Stanislaw Frenkiel Fine Art

REVIEWS


Typhus in Russia, early 1940s 20 x 19cms Pencil on Paper

We do in fact have some clues about wartime Russia in Stas’s extraordinarily moving evocations of life there – all the more powerful for their poverty of materials and enforced sketchiness. And in those sketches we also see the foundations of his vision, born, precisely, out of suffering, and deeply empathetic with suffering, but always with an edge – satirical or even sardonic. Stas belongs to that line of artists – he himself I think used to mention Goya – who, standing slightly at a tangent, look at the human race and its behaviour and find it much wanting.

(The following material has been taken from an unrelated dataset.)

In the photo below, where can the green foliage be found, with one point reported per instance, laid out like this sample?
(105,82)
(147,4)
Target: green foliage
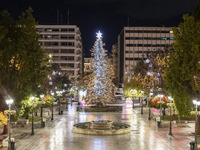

Simon Wilson, RWA Exhibition, February 2003

He continued to develop his vision in the marvellous graphic works he made in Beirut in the immediate post-war period. These are among the best things he ever did – his drawing style had matured and he had access to finer materials – the results are pen, ink and wash drawings, some beautifully heightened with monochrome colour wash, that are miracles of observation.
Simon Wilson, RWA Exhibition, February 2003

Beggar, 1947 23 x 17cms Pen and Wash

The Window, 1982 93 x 60cms Oil on Canvas

Frenkiel has a personal voice and a personal vision and, ….that vision encompassed an extraordinarily broad sweep of life and an equal sweep of the genres of painting, from genre itself – everyday life in all its facets - via history and allegory, to the tradition of the nude. - for Stas the human was always central.